Es el miedo lo que empieza a privar, la depresión, tristeza absoluta y por supuesto el coraje y la necesidad de justicia.

Ya llegamos al otro lado de la curva y no sabe qué siga, esa es la cosa. Creo que lo que puede seguir es la rabia, un brote así muy fuerte, pero no sé.

¿Ni siquiera en la literatura hay un poco de esperanza?

—Cuando Javier Sicilia convocó a la primera marcha creíamos que ese era el límite, pero vemos que no pasa nada, sigue y sigue y se va prolongando, se va alargando el terror... y dices: “Hijo mano, está duro”, y ahora ya llegó la violencia a la Ciudad de México, donde ya no te sientes seguro.

En Laberinto, a diferencia de otros textos que he escrito, no sentía la luz al final del túnel tan clara, aquí es cada quien rásquese con sus propias uñas para ver cómo logra sobrevivir. Para mis dos personajes está el alcohol, eso es lo único que les queda.

No sé, cada quien tiene que buscar la manera, porque sabemos que no hay salida ni tampoco sabemos dónde está.

¿Estuviste tentado a darles una salida a tus personajes y esperanza al lector?

—¿Algo que nos iluminara al final? No, creo que sí lo pensé pero dije: “Sería irreal, inverosímil”, algo así como que llegara un día la policía e hiciera justicia, claro que eso no pasa, o que llegara el Ejército e hiciera justicia, claro que tampoco pasa, entonces no hay opción, la salida es la huída, pero llegas a otro lugar que está igual, y eso es lo peor.

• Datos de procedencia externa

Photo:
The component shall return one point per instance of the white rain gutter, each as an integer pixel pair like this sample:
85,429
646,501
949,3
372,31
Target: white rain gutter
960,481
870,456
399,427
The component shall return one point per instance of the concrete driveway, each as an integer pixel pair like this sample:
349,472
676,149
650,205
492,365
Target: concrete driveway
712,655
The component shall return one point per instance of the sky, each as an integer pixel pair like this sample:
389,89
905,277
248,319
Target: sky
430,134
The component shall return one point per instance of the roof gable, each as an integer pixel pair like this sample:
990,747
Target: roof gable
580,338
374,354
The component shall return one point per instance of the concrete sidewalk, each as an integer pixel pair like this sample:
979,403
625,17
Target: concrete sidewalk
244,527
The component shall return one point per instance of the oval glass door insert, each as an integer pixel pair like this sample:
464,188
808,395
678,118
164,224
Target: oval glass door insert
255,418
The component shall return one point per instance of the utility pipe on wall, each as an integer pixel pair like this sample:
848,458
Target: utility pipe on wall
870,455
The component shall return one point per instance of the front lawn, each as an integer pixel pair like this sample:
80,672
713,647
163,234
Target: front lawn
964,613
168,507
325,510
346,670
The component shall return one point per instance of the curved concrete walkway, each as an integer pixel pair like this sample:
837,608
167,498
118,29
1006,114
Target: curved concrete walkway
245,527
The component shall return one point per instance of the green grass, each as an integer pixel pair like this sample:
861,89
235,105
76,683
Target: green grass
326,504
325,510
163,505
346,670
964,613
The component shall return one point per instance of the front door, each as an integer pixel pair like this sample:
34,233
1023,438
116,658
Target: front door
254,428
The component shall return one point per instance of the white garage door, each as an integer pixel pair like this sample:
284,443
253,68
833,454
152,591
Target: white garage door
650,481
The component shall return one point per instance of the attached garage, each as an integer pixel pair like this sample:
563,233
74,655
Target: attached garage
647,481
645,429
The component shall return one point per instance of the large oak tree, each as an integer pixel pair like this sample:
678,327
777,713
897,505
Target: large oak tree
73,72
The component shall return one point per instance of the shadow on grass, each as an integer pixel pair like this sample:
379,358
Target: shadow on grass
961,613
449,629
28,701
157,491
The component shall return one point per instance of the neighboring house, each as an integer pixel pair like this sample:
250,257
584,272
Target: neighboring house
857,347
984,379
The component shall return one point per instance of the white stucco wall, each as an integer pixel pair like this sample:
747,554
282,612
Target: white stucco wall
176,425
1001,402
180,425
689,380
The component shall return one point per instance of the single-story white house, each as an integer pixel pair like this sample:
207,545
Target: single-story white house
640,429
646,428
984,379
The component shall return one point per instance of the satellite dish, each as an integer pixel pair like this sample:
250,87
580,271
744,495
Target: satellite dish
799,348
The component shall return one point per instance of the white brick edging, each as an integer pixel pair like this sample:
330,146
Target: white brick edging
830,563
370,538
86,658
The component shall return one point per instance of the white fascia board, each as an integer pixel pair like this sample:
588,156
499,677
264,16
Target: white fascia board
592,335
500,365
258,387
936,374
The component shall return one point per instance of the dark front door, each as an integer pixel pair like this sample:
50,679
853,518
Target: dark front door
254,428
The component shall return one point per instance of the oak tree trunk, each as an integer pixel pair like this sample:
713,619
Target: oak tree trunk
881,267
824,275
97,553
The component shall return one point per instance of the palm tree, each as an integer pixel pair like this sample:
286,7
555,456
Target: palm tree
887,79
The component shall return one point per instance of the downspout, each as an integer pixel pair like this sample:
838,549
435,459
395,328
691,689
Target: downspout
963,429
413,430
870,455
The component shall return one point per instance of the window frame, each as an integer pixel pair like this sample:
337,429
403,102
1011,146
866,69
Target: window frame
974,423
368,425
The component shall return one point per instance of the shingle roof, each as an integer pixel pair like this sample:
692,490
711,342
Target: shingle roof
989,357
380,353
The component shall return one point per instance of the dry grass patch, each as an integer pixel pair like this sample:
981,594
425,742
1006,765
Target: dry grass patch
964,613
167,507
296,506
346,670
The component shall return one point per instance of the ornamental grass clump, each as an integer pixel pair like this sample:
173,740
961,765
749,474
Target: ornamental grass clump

¿Te reflejabas en los personajes, en sus temores y silencios?

—En los dos, porque según yo eso es el proceso de la imaginación, meterte en ellos y de repente decir: “¿Qué haría yo en sus zapatos?”, y ahí es donde te topabas con pared. Sólo me quedaba el dolor y el miedo.

A los personajes se les truncó el futuro, ¿y a nosotros?

—Una de las cosas que pensaba al escribir era: ¿cuál es el futuro que tiene la juventud y los que viven esto?. Es muy complicado, salen uno de cada 20, los demás se meten al sicariato, a trabajar con los cárteles, sucumben o son secuestrados como esclavos o sicarios. Está muy negro el panorama y por más que se quiera meterle esperanza, está difícil.

¿Qué historias vienen?, ¿sigue el norte, la violencia?

—El norte seguirá siempre y la violencia también, pues es uno de mis temas, pero quiero darle la vuelta.

Estoy trabajando sobre los esclavos contemporáneos en México, los que secuestran y convierten en esclavos en los plantíos, los que en Michoacán meten a las minas y en Tamaulipas los ponen de carne de cañón como sicarios. Hay mucha esclavitud en la actualidad en México y eso casi nadie lo sabe. Ya llevo un pedazo, a ver si cuaja, será una novelita. Y sigo trabajando cuento, a lo mejor para el año que entra ya estaría listo un libro.

¿Cómo está la literatura en el norte del país?

—Goza de cabal salud, las nuevas generaciones están bien duras. En Monterrey, Ciudad Juárez, Sonora están surgiendo un montón de escritores. Creo que esto ya no para, el norte está perfectamente presente, creo que pronto ya ni siquiera se va a hablar de las diferencias porque ya están perfectamente asentados.

Veo a las nuevas generaciones con muchas ganas, con mucha técnica, con muchas historias. Creo en la literatura, como decía Emmanuel Carballo: “Vivimos en un país de tercer mundo, pero tenemos una literatura de primer mundo”. Seguirá siendo de primer mundo.